Raid on final salary pensions ‘is only way to plug the black hole’

10 April 2012

Experts today defended the Government's move to slash private-sector final salary pensions which will see millions of people lose up to 25 per cent of their retirement income.

Pensions minister Steve Webb has called for the schemes to rise each year in line with inflation as measured by the consumer prices index (CPI), rather than the retail prices index (RPI).

The move is likely to cost workers hundreds of pounds a year over the course of their retirement, as CPI is generally lower than RPI.

But experts warned the schemes would have had to be scrapped entirely had ministers not stepped in.

Bob Bullivant, chief executive of retirement advisers Annuity Direct, said: "If you take a scheme members' view then of course they are not going to be very happy. But if you take a global view then it will make things better because it will help the deficits in final salary schemes.
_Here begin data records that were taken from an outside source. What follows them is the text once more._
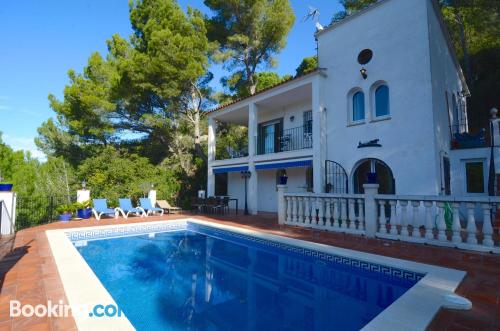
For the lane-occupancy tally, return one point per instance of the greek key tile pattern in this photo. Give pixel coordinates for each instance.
(113, 232)
(123, 231)
(392, 272)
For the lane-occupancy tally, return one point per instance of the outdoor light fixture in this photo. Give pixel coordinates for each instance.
(363, 73)
(246, 174)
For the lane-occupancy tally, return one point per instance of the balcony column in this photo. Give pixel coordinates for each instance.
(319, 139)
(252, 148)
(212, 128)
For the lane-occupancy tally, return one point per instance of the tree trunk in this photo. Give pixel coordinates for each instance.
(464, 45)
(197, 139)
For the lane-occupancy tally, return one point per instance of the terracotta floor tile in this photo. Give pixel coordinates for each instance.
(28, 266)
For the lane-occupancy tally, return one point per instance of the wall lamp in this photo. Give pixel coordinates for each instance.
(363, 73)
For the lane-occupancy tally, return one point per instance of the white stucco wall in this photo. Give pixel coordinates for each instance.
(445, 82)
(295, 110)
(458, 158)
(396, 32)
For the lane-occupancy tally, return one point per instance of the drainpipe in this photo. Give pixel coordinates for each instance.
(491, 174)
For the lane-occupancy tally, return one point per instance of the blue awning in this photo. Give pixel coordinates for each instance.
(229, 169)
(281, 165)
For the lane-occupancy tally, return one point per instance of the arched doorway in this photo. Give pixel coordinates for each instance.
(384, 176)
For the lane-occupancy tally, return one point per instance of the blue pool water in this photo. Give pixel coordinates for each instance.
(187, 280)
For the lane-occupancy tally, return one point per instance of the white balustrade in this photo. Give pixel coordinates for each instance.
(471, 224)
(319, 206)
(301, 210)
(328, 214)
(336, 214)
(382, 220)
(352, 215)
(453, 218)
(429, 223)
(294, 210)
(439, 220)
(361, 215)
(394, 218)
(404, 218)
(288, 210)
(343, 214)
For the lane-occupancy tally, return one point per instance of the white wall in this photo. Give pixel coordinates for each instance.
(268, 194)
(457, 168)
(445, 81)
(296, 110)
(396, 32)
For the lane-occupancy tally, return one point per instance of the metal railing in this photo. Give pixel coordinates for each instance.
(290, 140)
(38, 210)
(450, 221)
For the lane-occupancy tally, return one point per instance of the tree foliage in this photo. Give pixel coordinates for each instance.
(248, 33)
(307, 65)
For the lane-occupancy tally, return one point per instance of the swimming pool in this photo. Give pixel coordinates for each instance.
(199, 276)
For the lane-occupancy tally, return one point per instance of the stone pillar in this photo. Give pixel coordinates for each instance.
(82, 195)
(319, 139)
(152, 197)
(370, 209)
(252, 147)
(212, 129)
(210, 182)
(253, 190)
(281, 204)
(7, 212)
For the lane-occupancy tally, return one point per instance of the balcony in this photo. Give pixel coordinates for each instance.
(289, 140)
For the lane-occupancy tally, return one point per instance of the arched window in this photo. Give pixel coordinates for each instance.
(358, 106)
(382, 101)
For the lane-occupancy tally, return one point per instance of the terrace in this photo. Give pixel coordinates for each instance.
(29, 272)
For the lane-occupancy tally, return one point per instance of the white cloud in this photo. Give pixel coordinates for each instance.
(25, 144)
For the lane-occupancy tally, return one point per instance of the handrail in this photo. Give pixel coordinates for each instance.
(439, 198)
(291, 139)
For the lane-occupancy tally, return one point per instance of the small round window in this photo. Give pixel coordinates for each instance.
(365, 56)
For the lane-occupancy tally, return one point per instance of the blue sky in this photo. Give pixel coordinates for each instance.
(41, 40)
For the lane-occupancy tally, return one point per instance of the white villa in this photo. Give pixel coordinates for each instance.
(388, 97)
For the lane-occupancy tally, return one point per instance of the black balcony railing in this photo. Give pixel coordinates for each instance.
(287, 140)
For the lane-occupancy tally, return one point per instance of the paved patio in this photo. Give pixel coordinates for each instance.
(28, 272)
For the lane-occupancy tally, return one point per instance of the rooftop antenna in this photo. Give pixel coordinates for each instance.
(313, 14)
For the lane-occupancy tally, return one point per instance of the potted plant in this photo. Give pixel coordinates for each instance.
(65, 212)
(5, 186)
(83, 210)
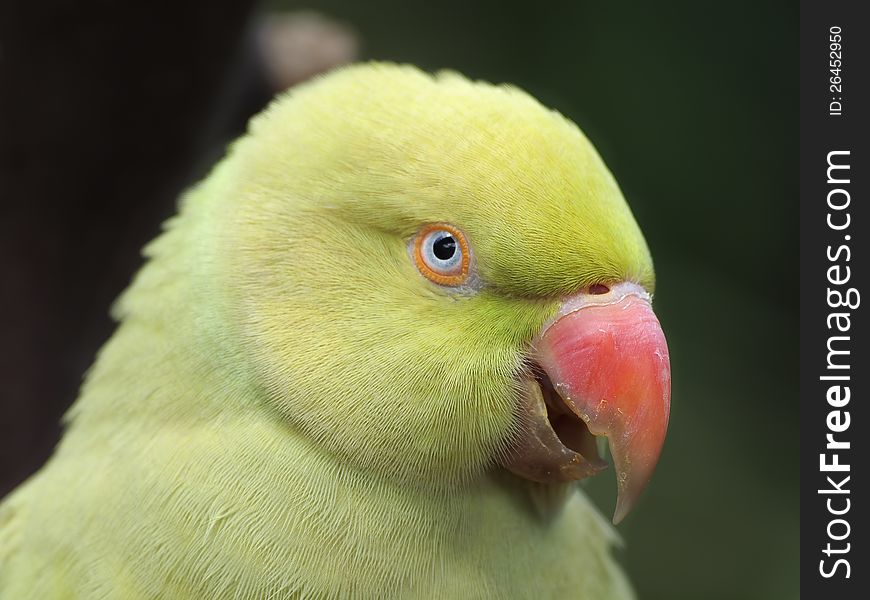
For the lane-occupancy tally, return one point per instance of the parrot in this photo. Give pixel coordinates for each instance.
(371, 356)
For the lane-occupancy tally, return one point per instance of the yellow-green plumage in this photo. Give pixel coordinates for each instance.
(290, 409)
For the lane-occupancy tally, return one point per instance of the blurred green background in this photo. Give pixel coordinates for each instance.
(694, 107)
(107, 111)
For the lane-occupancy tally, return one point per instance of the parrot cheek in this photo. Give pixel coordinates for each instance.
(604, 371)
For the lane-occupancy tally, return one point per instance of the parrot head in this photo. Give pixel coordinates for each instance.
(432, 278)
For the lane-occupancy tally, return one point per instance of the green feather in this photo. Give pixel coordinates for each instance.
(290, 409)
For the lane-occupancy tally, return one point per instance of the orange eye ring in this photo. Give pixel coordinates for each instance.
(442, 255)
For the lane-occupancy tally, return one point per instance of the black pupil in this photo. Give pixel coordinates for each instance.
(444, 248)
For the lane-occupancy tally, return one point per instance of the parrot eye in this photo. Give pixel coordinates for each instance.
(441, 254)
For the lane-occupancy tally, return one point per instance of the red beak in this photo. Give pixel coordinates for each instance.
(607, 360)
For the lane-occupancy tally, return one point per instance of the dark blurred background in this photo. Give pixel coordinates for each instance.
(107, 111)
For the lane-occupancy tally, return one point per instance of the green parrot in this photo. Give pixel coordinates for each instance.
(369, 358)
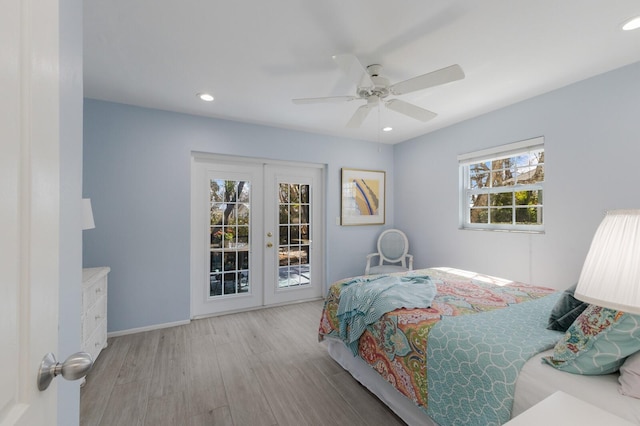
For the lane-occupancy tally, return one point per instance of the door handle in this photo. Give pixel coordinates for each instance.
(73, 368)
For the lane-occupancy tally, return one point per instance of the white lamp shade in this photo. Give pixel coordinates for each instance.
(610, 276)
(87, 214)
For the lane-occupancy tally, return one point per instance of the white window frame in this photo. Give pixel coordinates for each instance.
(497, 153)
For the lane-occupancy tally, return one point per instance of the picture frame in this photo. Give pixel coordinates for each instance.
(363, 197)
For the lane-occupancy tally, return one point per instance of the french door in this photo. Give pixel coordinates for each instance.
(256, 234)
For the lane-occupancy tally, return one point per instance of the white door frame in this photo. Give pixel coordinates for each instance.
(30, 208)
(199, 245)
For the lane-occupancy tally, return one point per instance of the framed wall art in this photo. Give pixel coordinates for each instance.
(363, 198)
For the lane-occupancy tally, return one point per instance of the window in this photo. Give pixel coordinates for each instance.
(502, 187)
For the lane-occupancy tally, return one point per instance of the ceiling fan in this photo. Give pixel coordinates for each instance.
(375, 89)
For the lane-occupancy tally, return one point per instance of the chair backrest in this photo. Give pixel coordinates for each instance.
(393, 246)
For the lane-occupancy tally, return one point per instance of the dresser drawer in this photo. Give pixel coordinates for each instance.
(94, 316)
(94, 310)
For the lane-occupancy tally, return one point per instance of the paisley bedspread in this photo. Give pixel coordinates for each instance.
(396, 345)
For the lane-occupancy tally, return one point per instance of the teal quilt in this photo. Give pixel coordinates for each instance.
(474, 361)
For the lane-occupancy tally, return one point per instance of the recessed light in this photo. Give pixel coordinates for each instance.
(205, 97)
(632, 24)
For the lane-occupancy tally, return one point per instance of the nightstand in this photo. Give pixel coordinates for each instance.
(564, 409)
They will be more likely to be able to fulfil their liabilities and less likely to fail and fall on the Pension Protection Fund."

Accountants KPMG said the change could reduce UK private sector pension liabilities by 10 per cent, or about £100billion. It is expected to be introduced next year, bringing the inflation measure used for private sector pensions in line with public sector ones.

But shadow work and pensions secretary Yvette Cooper said: "Many pensioners will feel betrayed by the Government. During the election both parties promised to help pensioners. Now, out of the blue, they're cutting the value of private pensions that people have worked hard for and depend on."

The move will come as a relief to private sector employers such as British Airways, which face vast shortfalls. Britain's biggest 200 private company pensions schemes are estimated to have a total deficit of about £100billion.